A 62-year-old male, was referred for the management of extremely painful oral ulcerations with surrounding erythema on the soft palate and cheeks (A-C). He reported that ulcers began after the Chilean earthquake in 2010. His medical history was not significant. Ulcerations showed remissions and exacerbations since earthquake. On clinical examination, skin and other sites involvement was not found. An incisional biopsy was taken from the cheek region. Histopathological examination revealed suprabasilar blister formation associated with acantholysis (D and E). Hence, a final diagnosis of oral pemphigus vulgaris (OPV) was made based on histopathological pattern and clinical features. Treatment regimen included oral prophylaxis; prednisone and betamethasone 3-4 times daily for topical application. The patient was controlled every 2 weeks for the first 1 month.
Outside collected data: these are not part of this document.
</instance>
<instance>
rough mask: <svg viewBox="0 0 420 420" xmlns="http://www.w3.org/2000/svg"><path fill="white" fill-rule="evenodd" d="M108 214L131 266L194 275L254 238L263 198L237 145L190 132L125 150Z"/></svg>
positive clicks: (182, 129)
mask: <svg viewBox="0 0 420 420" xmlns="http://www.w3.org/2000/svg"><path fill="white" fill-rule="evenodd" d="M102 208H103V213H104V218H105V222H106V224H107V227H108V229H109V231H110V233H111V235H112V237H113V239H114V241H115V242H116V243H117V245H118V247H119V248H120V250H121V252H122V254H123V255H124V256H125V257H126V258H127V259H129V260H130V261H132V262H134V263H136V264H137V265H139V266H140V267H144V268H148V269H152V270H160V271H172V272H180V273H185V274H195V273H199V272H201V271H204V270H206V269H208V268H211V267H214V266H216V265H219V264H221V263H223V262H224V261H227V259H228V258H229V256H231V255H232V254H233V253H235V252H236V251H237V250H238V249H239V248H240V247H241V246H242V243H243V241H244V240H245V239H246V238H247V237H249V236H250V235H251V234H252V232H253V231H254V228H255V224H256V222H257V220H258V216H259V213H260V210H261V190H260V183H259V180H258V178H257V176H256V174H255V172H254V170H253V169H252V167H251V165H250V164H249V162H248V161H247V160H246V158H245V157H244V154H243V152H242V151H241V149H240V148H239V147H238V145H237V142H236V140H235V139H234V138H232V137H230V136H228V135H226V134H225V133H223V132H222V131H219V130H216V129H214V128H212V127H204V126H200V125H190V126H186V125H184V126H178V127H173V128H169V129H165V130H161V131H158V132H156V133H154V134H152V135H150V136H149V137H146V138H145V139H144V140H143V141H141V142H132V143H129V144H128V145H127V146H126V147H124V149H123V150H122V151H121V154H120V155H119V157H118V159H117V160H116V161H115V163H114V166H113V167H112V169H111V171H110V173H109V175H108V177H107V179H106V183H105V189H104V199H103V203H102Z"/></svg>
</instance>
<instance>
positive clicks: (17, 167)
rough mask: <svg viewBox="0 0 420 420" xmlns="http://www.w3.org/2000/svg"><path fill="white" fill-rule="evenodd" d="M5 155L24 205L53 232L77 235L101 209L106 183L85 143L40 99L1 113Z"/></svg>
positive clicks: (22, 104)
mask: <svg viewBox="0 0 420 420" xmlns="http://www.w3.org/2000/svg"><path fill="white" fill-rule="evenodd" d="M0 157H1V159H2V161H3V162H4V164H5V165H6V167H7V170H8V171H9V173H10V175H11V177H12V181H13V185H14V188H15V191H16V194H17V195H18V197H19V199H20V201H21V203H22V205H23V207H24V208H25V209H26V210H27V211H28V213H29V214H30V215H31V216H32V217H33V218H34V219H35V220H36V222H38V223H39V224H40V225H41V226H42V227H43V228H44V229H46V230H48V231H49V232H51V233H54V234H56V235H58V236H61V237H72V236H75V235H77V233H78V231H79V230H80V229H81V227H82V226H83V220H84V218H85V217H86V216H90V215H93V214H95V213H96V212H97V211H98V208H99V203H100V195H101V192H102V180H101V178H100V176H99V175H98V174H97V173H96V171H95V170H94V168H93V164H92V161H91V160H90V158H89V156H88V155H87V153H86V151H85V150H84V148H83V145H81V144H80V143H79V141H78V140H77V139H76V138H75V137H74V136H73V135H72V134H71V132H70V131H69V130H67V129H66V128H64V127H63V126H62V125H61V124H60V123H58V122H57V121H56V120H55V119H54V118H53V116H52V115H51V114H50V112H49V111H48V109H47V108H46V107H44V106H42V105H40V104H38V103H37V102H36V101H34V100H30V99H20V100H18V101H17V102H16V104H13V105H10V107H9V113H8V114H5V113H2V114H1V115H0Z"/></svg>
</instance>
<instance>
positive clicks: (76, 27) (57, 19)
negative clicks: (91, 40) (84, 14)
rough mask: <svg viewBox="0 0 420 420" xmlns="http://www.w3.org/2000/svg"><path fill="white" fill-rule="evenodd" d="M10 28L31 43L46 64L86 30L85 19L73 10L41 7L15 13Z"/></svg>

The lesions had diminished and increased healing with steroids within 4 weeks of starting the treatment. The patient was kept under observation for 12 months and the lesions showed signs of recurrence. Pemphigous vulgaris (PV) is a chronic inflammatory disease that affects the skin and the mucus membrane. It is a rare disease (0.1-0.5 cases/100,000 inhabitants/year), with onset in the fifth or sixth decade of life. Oral lesions are the first manifestation in 50-90% of cases. PV results from an autoimmune process in which IgG antibodies are produced against normal desmosomal adhesion molecules (desmoglein 3, 1 and cadherin family) on the cell membrane of keratinocytes. Recent evidence suggests that anxiety, depression, and psychological stress are correlated with the occurrence and intensity of associated OPV symptoms. OPV is a condition that has no cure, reporting 1% of malignization. The response to treatment in oral lesions is much slower in comparison to cutaneous lesions.

Figure 1: Asymmetric ulcerations with surrounding erythema on the patient's soft palate (A). Ulceration on the left cheek extended (B). Affected right cheek (C). Epithelial multilayered tissue with papillary hyperplasia. Suprabasilar separation (intraepithelial vesicle) which non adherent spinous cells floating in blister fluid (Tzanck cells)(D). The basal layer is seen attached to the underlying connective tissue without interrupts. (E) Connective tissue having an area of intense infiltrated inflammatory mononuclear and abundant vascular spaces with high congestion of erythrocytes (E).